Numerical investigation of methanol-air mixture formation and combustion in a dual-fuel marine engine at low load

Port fuel injection (PFI) methanol-diesel dual-fuel is considered a promising retrofit solution for methanol adoption in marine engines. PFI enables fuel flexibility, improved thermal efficiency, and reduced greenhouse gas (GHG), soot, and NOx emissions. This work aims to provide insights for the optimization of PFI methanol-diesel marine engines, contributing to the decarbonization of the maritime sector.
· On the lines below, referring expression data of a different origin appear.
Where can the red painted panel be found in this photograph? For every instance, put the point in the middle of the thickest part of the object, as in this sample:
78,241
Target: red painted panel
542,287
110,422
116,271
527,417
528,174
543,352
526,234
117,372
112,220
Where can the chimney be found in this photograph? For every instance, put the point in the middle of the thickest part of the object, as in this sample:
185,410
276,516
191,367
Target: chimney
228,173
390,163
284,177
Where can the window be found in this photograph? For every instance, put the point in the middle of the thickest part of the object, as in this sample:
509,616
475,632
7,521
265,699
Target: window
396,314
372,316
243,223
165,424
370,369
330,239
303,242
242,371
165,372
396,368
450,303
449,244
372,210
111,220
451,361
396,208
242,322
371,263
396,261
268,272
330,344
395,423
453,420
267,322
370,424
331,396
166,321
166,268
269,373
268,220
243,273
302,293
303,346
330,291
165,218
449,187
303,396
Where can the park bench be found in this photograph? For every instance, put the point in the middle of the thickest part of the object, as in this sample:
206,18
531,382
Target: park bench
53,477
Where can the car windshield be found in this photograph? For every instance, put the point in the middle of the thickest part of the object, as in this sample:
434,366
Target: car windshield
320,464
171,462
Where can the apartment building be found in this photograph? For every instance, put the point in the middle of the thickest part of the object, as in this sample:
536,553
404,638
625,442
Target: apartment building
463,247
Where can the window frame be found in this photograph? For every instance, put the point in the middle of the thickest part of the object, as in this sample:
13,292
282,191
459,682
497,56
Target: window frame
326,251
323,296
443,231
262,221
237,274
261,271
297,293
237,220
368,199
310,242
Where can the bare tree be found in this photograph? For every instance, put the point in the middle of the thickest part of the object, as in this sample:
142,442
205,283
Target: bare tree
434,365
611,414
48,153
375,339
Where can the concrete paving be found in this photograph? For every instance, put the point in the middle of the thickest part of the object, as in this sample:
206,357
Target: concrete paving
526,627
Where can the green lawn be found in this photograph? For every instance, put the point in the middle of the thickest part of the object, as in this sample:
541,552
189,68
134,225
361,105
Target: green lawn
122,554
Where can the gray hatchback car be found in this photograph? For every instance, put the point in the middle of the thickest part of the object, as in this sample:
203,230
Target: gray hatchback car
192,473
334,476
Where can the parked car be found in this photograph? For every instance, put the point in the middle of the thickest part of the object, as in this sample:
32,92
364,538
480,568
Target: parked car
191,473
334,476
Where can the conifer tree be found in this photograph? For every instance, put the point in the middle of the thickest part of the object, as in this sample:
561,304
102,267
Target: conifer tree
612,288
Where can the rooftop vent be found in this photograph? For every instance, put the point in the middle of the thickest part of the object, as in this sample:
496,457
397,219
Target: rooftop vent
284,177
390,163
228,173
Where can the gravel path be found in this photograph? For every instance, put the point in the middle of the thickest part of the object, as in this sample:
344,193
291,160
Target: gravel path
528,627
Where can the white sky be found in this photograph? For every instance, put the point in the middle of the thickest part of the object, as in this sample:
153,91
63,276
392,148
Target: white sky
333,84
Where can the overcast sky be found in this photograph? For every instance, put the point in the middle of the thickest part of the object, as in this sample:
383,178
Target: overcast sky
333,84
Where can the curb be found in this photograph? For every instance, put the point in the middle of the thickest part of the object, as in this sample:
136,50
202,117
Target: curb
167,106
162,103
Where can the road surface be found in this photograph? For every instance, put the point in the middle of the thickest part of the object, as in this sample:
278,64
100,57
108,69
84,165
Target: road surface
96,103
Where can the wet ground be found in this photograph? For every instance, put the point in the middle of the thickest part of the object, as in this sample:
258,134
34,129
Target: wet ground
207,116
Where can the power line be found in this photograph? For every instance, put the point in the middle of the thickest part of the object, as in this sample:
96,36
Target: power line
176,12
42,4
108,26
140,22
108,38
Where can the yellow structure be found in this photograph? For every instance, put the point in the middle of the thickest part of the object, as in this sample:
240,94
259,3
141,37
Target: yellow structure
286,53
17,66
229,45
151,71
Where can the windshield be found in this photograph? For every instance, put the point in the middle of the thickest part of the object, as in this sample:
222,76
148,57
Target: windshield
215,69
For this purpose, Computational Fluid Dynamics (CFD) simulations in CONVERGE-CFD are performed, incorporating spray modeling and combustion kinetics of both methanol and diesel to investigate high-pressure PFI methanol behaviours injected at different locations. The developed CFD model satisfactorily captured methanol-air mixture formation and methanol combustion under low-load dual-fuel operation measured at 3.1 bar Brake Mean Effective Pressure (BMEP). Two distinct phases of dual-fuel combustion are captured: compression ignition of n-heptane, as a surrogate for diesel, and fast flame propagation of premixed methanol, with results being sensitive to blending ratio (BR), start of injection (SOI), and injector location. At 3.1 bar BMEP, varying BR between 45%–65% yielded increased combustion efficiency (91.9%–94.8%) and gross Indicated Thermal Efficiency (ITE) (46.2%–47.3%), while BRs above 75% caused partial burn and efficiency drop. Advancing SOI improved mixture uniformity and flame propagation rate, however, it increased NOx and heat release rate of the second phase. Injecting more methanol from the short runner promoted homogeneity, raising combustion efficiency by up to 8%-points, thermal efficiency up to 4.3%-points, and NOx emissions by 50%. These results highlighted the model’s capability to simulate dual-fuel operation and advance the understanding towards efficient and low-emission methanol marine engines.